Maine Aquaculture Association launches video to boost state’s farmers

The Maine Aquaculture Association has kicked off a new video series focused on telling the personal stories of aquatic farmers throughout the state to increase public visibility and underscore how aquaculture complements existing marine industries in coastal communities.

The series, titled “The Faces of Maine’s Working Waterfront,” borrows a premise that has boded well for the state’s commercial fishing industry – interviewing industry members at work out on the water to give consumers an inside look at the trade. The Maine Coast Fishermen’s Association has been producing a video series called “Hard Tellin’” for a couple years.

“People are looking for local, fresh, healthy seafood produced here in the state of Maine, so our challenge is to meet that demand,” Andrew Lively, director of public affairs at Cooke Aquaculture, said in a video focused on the company’s family-founded origins in Canada and operations in Maine.

In the video, Lively explains that Cooke Aquaculture is operating numerous locations previously occupied by the state’s herring fishery, which has declined in certain areas.

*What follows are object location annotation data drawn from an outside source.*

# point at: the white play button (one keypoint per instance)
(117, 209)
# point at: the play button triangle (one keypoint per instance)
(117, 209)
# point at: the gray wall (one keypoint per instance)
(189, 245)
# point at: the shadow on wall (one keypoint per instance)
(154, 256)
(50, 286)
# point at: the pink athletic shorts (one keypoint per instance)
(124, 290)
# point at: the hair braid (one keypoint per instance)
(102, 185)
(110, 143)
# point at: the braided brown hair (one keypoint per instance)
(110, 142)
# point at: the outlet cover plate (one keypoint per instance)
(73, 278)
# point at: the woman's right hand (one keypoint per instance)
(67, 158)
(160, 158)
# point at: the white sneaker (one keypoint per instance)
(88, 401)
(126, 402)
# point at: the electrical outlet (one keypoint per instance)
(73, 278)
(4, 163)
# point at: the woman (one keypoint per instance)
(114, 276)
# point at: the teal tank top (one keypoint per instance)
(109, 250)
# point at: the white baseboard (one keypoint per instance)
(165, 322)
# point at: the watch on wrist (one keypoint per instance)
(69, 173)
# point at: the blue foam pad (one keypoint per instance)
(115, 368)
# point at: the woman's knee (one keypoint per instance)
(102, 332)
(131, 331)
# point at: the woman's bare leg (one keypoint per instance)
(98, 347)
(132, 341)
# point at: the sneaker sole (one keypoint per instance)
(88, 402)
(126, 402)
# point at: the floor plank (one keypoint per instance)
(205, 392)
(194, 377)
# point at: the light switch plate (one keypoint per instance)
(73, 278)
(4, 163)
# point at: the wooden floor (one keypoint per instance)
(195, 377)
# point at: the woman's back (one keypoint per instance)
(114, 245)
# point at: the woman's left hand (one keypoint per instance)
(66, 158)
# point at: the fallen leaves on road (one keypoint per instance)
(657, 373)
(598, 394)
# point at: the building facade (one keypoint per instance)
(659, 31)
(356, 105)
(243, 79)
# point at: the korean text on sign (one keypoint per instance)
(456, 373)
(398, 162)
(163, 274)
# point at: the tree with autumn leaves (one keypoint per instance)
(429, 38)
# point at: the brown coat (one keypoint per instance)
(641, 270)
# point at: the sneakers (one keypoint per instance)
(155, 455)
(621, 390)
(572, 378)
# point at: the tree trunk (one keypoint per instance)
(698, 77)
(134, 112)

“I believe aquaculture is able to supplement the industries that are here and enhance some of the industries that are here. It has become part of the landscape here in Maine,” Lively said. “Aquaculture has been able to come into communities and change the economy … but it’s still a marine-based economy, a working waterfront economy.”

David Morang, a former lobsterman and current Cooke employee, explains how he left the fishing industry and wound up working at a mill before finding his way back to the water in the aquaculture business.

The series’ second installment highlights Marshall Cove Mussel Farm, a mussel farm on the northwest side of Islesboro, Maine. Lobsterman Josh Conover and his wife, Shey, operate the mussel farm that currently employs four to five workers year-round.

“It’s a clean, environmentally friendly occupation – it’s helping water quality, it’s not hurting it,” Josh said. “I think as long as people are good stewards of the industry and stick to the rigorous standards and, it will only help us.”

The farm supplies mussels to Maine restaurants, wholesalers in the state and is beginning to ship their product throughout New England.

“Aquaculture has been a new industry for Islesboro,” Shey said. “We’re very much still on the ramp-up side of things – out first year we harvested 700 pounds and our second year we harvested 7,000 pounds, and we're just now this year getting to the point where we’re harvesting 7,000 pounds a month.”

Afton Hupper, the MAA’s outreach & development specialist, told the Ellsworth American that production cost of the video program is “a moving target” and that the MAA is paying for them now “but also trying to raise some external funding.”